Six reasons why fiscal councils can help create sustainable public finance in the post-pandemic world
Creating sustainable finance in a post coronavirus world. Graphic: Shutterstock
Fiscal discipline is critical for a resilient recovery in a post-COVID world , especially in developing countries.
Public Expenditure and Financial Accountability (PEFA), the global framework for assessing Public Financial Management (PFM) performance, emphasizes the importance of macroeconomic forecasts and fiscal policies as the foundation for sustainable public finance.
Successive PEFA assessments in several developing countries, even before the pandemic, indicated weaknesses in policy based budgetary processes. COVID-19 exacerbated this situation with unprecedented increase in government debt, fall in revenues and higher fiscal spending by governments.
As countries emerge out of the pandemic, Fiscal Councils could help governments refocus on sustainable public finances because of their 6 unique characteristics and functions :
- Independent & non-partisan nature: Fiscal councils are expert bodies staffed by technical personnel, for oversight, guidance and advice on fiscal policies, plans and performance. They can be either legislative offices (often found in Presidential form of governance) or executive offices (reporting to Ministry of Finance). While the exact composition, role and mandate needs to align with country requirements, fiscal councils need independence, political support and technical expertise to effectively analyze and inform fiscal policy proposals. Governments can pass legislation to constitute a fiscal council, providing secure operational funding and with membership comprising of career civil servants and external independent experts.
- Ex-ante role in fiscal policies: The ex-ante role of fiscal councils in policy making could help Ministry of Finance and legislative committees better understand the medium-term implications of fiscal policy targets. Fiscal councils can improve the credibility of projected figures by validating macro-economic and fiscal forecasts in the budget process. Wherever fiscal rules are established, fiscal councils can be tasked with responsibilities to monitor the compliance with fiscal rules. They could help assess the fiscal impact of the interventions by governments to ensure long term sustainability.
- Help build trust in government: Countries that have adjusted traditional budget spending oversight or taken recourse to escape clauses in their fiscal rules in response to the COVID-19 crisis for greater and faster emergency spending, and to reassure the public that their actions are objective. A fiscal council could provide an added layer of objective impartial oversight and inform the public that their government is indeed planning and spending resources in an accountable manner. They can also help monitor and guide the government’s post-crisis path towards normalization and improvements in public finances.
- Coordinate fiscal policies: In countries where substantial authority over fiscal policies is also discharged by sub-national governments, fiscal councils can play the role of coordinator between them. Fiscal policies, even though executed by different national or sub-national authorities, should have a common objective and direction for better effectiveness especially in crisis like COVID-19. For instance, when the national government is attempting to stimulate the economy by increasing government spending, if a sub-national government cuts its spending then their efforts would be counter-productive resulting in reduced effectiveness of stimuli. Fiscal councils can play a coordinating role between different levels of governments to reduce such counter-productive actions.

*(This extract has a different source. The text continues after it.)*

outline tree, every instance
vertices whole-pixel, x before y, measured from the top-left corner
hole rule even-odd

- Improve quality of financial reporting: Fiscal policies are informed by financial information about the past as well projections into the future. A well-structured financial reporting system based on credible accrual basis accounting system (aligned with International Public Sector Accounting Standards (IPSAS)) could support fiscal councils understand not only the assets, liabilities, revenues and expenditure of the government, but also the medium-term impact of pandemic responses on the government balance sheets. Fiscal councils could also provide valuable insights and recommendations to improve quality of financial reporting to make it more accountable, transparent and credible.
- Strengthen public accountability chain: Supreme Audit Institutions (SAI) are increasingly playing a key role in providing oversight on governments’ commitment to fiscal discipline in countries. SAI’s ex-post audit reports on government finances provide a key source of input for fiscal councils in their assessment of fiscal policies and performance. Effective functioning and complementary roles of SAIs and fiscal councils could also contribute to enhanced transparency and accountability in public finances.
Experiences of recovery from the global financial crisis of 2008 indicated a doubling of the number of countries with independent fiscal council in the last decade. Advanced economies like the USA, UK, Australia, and Canada have fiscal councils in place, while developing countries like India and Indonesia have been considering constitution of fiscal councils. Empirical evidence suggests that countries which established fiscal councils have been able to reduce budget forecast errors, reduce deficit bias and has strengthened governments’ capacity to comply with numerical fiscal rules.
Though establishing a fiscal council is a step in the right direction, it might not be enough to achieve fiscal sustainability unless there is a strong political commitment to make them effective. However, it is a desirable step that can enable governments to pursue better informed fiscal policies for a post-COVID world.